でも幼なじみと言うほど、彼女と俺との接点は無い。
昔から近所に住んでいるのは知っている。栞に憧れている事も。
栞とはそれなりに面識があり、近所に住んでいる年下の女子って事で、ちょこちょこと家に遊びに来たりはしていた。
だけど、彼女と会話をしたのは数回程度だった。
そんな希薄な関係なのに、この積極的な行動一体なんなんだろうか? 思えば学校でも栞にではなく、俺に抱きついていた。
何か胸騒ぎがする。
そういえば「ハーレムに入る」とか「噂は聞いている」とか不審な言動を発していた。
とりあえず俺は話を聞くべく苺ちゃんをリビングに連れていき、ソファーに座らせる。
「先輩座り心地が悪いです」
ソファーに座るなり俺の手を掴んだまま、唐突にわがままを言い出す苺ちゃん。
「え? えっと、じゃあクッションを」
「いいえこれが良いです」
苺ちゃんは達人級の腕捌きで体位を入れ替え俺をソファーに座らせるとそのまま俺の膝の上に座った。
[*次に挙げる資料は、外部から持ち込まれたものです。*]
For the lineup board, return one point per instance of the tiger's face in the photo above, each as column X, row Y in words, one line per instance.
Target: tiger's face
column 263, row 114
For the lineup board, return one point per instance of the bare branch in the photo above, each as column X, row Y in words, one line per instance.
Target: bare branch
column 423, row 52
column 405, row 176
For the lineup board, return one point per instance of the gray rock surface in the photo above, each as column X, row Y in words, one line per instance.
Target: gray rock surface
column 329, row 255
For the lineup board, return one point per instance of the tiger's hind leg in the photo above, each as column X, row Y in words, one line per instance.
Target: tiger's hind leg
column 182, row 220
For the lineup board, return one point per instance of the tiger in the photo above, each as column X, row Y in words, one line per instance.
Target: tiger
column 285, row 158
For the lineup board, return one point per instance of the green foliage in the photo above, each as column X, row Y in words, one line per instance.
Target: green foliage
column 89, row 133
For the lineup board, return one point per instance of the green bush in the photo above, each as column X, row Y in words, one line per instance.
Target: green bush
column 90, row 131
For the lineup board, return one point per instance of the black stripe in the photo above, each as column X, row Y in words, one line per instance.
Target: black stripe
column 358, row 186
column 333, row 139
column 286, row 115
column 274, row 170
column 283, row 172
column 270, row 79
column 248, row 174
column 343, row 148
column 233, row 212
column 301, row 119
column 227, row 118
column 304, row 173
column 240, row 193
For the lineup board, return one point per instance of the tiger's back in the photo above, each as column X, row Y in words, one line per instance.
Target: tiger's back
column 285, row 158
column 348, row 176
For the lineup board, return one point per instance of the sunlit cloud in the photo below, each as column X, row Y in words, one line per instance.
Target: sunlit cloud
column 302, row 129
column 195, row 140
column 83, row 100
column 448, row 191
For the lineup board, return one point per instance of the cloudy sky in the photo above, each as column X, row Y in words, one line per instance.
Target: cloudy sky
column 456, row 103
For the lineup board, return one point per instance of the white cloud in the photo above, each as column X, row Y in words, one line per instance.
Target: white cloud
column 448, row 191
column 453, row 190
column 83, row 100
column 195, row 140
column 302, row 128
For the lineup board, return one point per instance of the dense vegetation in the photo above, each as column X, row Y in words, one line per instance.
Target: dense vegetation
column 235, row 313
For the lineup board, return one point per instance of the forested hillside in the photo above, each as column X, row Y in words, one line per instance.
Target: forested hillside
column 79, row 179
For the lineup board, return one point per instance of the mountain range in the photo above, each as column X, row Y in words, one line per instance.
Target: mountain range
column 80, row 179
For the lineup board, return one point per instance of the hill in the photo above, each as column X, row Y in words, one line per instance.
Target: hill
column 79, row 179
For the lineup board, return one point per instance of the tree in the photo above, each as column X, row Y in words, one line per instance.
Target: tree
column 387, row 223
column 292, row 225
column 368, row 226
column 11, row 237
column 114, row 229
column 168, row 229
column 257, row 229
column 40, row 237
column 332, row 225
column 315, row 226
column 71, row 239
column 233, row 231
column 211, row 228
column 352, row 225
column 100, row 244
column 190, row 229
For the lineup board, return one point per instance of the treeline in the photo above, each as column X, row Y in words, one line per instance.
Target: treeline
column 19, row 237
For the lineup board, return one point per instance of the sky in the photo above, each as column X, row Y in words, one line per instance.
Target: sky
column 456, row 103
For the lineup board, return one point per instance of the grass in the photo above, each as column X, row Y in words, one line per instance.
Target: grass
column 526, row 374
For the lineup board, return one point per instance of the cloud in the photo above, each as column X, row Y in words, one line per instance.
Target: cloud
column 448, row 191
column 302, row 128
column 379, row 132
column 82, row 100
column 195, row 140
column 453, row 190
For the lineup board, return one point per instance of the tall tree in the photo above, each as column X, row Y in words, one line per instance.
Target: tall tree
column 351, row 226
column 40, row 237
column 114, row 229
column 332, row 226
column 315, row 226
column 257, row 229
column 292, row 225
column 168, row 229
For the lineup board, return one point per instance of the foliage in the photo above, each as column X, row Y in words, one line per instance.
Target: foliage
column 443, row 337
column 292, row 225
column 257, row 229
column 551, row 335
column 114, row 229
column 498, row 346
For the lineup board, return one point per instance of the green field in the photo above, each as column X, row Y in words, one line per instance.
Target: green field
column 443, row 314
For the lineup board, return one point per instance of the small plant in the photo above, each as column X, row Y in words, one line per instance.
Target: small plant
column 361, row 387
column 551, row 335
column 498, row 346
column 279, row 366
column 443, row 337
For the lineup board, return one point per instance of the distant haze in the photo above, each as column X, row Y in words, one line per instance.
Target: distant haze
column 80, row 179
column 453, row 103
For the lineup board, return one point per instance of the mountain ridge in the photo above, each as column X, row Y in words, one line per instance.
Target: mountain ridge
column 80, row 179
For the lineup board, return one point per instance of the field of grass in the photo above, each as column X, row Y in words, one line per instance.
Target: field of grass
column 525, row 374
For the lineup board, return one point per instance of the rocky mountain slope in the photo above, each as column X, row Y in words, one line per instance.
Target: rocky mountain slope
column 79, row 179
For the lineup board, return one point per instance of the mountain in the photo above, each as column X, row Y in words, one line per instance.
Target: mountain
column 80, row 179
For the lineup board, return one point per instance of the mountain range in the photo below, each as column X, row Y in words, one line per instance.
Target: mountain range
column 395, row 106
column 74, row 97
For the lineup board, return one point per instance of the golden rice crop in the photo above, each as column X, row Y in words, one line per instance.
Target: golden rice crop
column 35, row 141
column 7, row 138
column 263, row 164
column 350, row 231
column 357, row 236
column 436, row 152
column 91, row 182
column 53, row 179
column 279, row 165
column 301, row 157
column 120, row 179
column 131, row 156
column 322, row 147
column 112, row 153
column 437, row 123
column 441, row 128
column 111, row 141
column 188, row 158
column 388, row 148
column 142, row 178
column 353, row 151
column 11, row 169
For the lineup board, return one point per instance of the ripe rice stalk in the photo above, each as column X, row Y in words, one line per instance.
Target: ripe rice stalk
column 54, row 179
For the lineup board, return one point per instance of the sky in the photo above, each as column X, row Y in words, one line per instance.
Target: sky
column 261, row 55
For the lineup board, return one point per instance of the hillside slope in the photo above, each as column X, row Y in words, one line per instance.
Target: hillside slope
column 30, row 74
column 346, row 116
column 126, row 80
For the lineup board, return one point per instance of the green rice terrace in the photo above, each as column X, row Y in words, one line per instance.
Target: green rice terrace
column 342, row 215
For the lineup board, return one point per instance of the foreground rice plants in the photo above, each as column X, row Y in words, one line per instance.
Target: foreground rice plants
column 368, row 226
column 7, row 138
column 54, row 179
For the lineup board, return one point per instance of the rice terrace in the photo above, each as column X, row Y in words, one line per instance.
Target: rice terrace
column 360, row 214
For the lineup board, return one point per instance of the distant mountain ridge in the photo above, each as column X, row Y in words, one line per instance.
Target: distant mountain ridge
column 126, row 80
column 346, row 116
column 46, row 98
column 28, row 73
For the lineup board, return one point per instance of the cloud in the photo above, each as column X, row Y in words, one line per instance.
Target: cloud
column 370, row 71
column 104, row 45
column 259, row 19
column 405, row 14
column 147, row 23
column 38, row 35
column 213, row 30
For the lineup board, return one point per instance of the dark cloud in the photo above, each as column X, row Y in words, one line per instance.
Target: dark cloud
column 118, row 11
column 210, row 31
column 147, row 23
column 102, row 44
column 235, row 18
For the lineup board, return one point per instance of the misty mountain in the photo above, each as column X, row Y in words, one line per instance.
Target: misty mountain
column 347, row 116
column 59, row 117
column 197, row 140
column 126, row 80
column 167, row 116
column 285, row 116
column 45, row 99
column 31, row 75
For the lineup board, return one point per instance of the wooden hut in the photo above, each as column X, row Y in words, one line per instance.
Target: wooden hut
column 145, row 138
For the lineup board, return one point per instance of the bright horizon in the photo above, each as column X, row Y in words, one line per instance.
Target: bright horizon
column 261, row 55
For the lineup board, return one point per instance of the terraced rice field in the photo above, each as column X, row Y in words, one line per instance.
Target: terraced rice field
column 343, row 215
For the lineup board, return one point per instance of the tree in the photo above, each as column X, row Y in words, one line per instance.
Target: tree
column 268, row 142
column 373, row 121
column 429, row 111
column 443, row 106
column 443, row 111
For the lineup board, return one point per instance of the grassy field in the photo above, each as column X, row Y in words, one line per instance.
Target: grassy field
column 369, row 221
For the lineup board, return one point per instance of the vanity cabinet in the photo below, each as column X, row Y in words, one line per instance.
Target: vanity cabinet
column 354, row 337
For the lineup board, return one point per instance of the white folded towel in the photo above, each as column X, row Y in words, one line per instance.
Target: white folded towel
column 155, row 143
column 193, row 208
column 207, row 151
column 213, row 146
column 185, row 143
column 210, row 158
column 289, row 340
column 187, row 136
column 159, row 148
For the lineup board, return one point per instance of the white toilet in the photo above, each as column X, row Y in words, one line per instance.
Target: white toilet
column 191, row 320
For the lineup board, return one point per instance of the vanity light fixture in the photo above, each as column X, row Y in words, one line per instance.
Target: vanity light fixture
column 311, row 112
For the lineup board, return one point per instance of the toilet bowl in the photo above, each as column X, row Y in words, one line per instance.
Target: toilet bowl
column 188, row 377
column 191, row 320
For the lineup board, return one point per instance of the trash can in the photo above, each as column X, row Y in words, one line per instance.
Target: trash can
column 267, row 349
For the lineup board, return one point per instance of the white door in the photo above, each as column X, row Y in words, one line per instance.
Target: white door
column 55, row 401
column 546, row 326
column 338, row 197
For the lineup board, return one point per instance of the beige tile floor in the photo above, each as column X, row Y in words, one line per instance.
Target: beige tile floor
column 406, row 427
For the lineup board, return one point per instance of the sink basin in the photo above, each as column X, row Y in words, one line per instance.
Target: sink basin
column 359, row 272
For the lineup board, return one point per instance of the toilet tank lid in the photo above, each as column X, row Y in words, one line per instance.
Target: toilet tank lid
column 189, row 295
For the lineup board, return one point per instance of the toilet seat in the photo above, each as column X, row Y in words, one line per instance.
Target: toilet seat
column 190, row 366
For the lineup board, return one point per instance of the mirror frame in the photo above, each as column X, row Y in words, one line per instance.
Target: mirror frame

しかも対面で……。
柔らかいお尻の感触が俺の膝に伝わる。
柑橘系の甘い匂い、柔らかいお尻の感触、いやいやそんな悠長に堪能している場合じゃない。
「え? えええええ?」
「えへへへへ、せんぱーーい」
苺ちゃんは黒髪のツインテールをピョコピョコと跳ねさせ俺の首に両手を絡める。
「ちょ、な、何を?」
「チューーしよ?」
うっとりとした表情でそう言うと口を軽く尖らせ目を瞑る。
「いやいやいやいや」
俺は彼女の肩を掴んで俺の顔目掛けて突進してくるのを止める。
しかしこの小さな身体のどこにそんな力があるのか? 彼女は強引に顔を近付けて来る
「ちょ、ちょっと待って」
俺は肩から手を外し今度は彼女の額を両手で押した。
「えええええ?」
俺のその行動に困惑した表情に変わる。いや困惑してるのはこっちだよ。
「いやいやいやいや、何をしてる?」
「え? だって先輩のハーレムに入ったんだから早く皆に追い付かないとって」
「そ、それでキスしようとしたの?」
「そ、うなんですけど……そうか、すみません」
人の話を全く聞かず何故か謝る苺ちゃん、そして彼女はそう言うと今度は俺の手を掴みその手を自分の胸に……。
「いやいやいやいや、待って待って」
痣でも出来るかと思う位に力強く握られた俺の手首、俺は脱臼しそうな勢いでそれを強引に引き抜く。
「ま、マジですか? やっぱり先輩は凄い」
「いやいやいやいや、だからさっきから一体何を言ってる?」
「すみません勉強不足で、そうか……いきなりエッチするんだ」
「だーーーかーーーらーーーなんの話をしている?」
「え? ですから、先輩のハーレムに入る儀式を、ごめんなさい、最初はキスからだって思ってて、さすが先輩ですね、いきなりエッチからだなんて」
苺ちゃんはそう言うと今度は制服のスカートに手を掛けた。
「待って違う違うから! とりあえず……」
その時リビングの扉が開く、と同時に苺ちゃんはとんでもないスピードで俺の上から飛び退き隣にちょこんと座った。
「お兄ちゃん、お昼の準備ができ……どうかした?」
「え? いやえっと」
あまりの出来事に俺は硬直してしまっていた。
隣をそっと見ると苺ちゃんはなに食わぬ顔でニコニコと笑っている。
一体どうなっているんだ? 何が起きていたんだ?
この娘は一体……。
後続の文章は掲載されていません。